Disturbing Questions About Productivity and Technology

Have you heard the standard cliche: “Necessity is the Mother of Invention?” In business productivity and technology, in my experience at least,  the old standard is reversed: the new truth is that “Invention is the Mother of Necessity.”

Huge Changes in Productivity and Technology

For example:

  1. Spreadsheets and Budgeting: When I started in business analysis back in the middle 1970s we didn’t have spreadsheets, and a budget was rarely more than a list of numbers on a yellow pad processed with a calculator and a pen. Then came Visicalc, and shortly after that Lotus 1-2-3 and then Excel. Now, not at all by coincidence, everybody in business does a whole lot more budgeting and spreadsheets than we ever would have imagined back then.So what’s happened is that because spreadsheets made budgeting more accessible, the world started demanding more budgets. To me, this is a good thing. Budgeting is good for business. You could argue, however, that maybe the world of small and medium-sized business was better off when the world summarized budgets into a few key items.Ultimately, in this case, I think it’s obvious that we do more budgets because budgets are easier to do
  2. Desktop publishing and business documents: I’m pretty sure I’ve seen the same thing happen with desktop publishing. Before desktop publishing appeared with the Macintosh and the Apple Laserwriter in the middle 1980s, people put business correspondence onto simple pages printed onto letterhead paper. Nowadays we take desktop publishing techniques for granted. People routinely merge graphics and text onto simple memos and letters and standard business documents, without thinking twice about it.
  3. From paper to online: Speaking of documents, the idea of the paperless office was first popular in the 1980s but is still largely a dream. I checked for this post, and was surprised to discover that the use of printer and copy paper in the U.S. continues to grow. What? What about the cloud, accounting and bookkeeping online, electronic documents, and email, all of which is moving to mobile phones? It hasn’t cut into paper consumption. Yet. Well, to be fair, it has in my office … but not for the world, or the U.S., according to available statistics. Why is that?
  4. 24×7 connectivity and availability: How often do you get the delightful experience of somebody complaining that they had to wait an hour or two to hear from you, or get your answer, or your response to some question or business issue? It may seem odd now, but it wasn’t that long ago that people were disconnected for hours at a time because they were in a meeting, or driving, doing errands, or having a life. A two-hour drive was two hours alone, to collect ideas and review thoughts. There’s research indicating we’d all be better off with an hour or two a day of reflection, meaning silence, dealing with thoughts. But take a look at the line of people waiting for coffee. They are all connected.

Did This Improve Productivity?

That’s an interesting question. We can answer this for ourselves, anecdotally, and probably come up with a better answer than what the statistics give us. Is budgeting better now than in the days of yellow pads and calculators? Are we communicating better?

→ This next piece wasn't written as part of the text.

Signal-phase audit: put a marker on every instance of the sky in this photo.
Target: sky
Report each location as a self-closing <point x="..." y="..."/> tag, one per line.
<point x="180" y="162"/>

Are we getting more done? There was a time when I would have been tempted to say no, that it hasn’t improved productivity.  More recently I’ve changed my mind.  Having built a business makes me sure that we benefit from the power of more detailed budgeting, and running through the daily process of management made me pretty sure that business documents are generally better communicators with desktop publishing than without.

Statistics are very hard to work with in this area. I’ve found that the average hours worked per week have declined significantly since the 1950s; but so has the work itself, right? We were an assembly line nation in 1955, and now we’re a keyboard and thumb nation. Who’s counting the constant availability by phone?

US Work Week

On the other hand, there’s this, from Why is Productivity so Weak, in the New York Times, just last month:

“Despite constant advances in software, equipment and management practices to try to make corporate America more efficient, actual economic output is merely moving in lock step with the number of hours people put in, rather than rising as it has throughout modern history.

“We could chalk that up to a statistical blip if it were a single year; productivity data are notoriously volatile. But this has been going on for some time. From 2011 through 2015, the government’s official labor productivity measure shows only 0.4 percent annual growth in output per hour of work. That’s the lowest for a five-year span since the 1977-to-1982 period, and far below the 2.3 percent average since the 1950s.”

US Productivity Trends

Here too, what is productivity? The labor department has a global measure of output per hour, but that’s not the way we work anymore.

I still worry that the increased productivity that technology offers us has just raised the bar of what’s acceptable. Now that we can do the numbers powerfully, we do more numbers, which drowns us in numbers. Now that we can do documents that look way better, without the hassle of publishing and layout, we demand better looking documents. And now that we can communicate from anywhere, at any time, we demand more communication.

What do you think? Are we better off?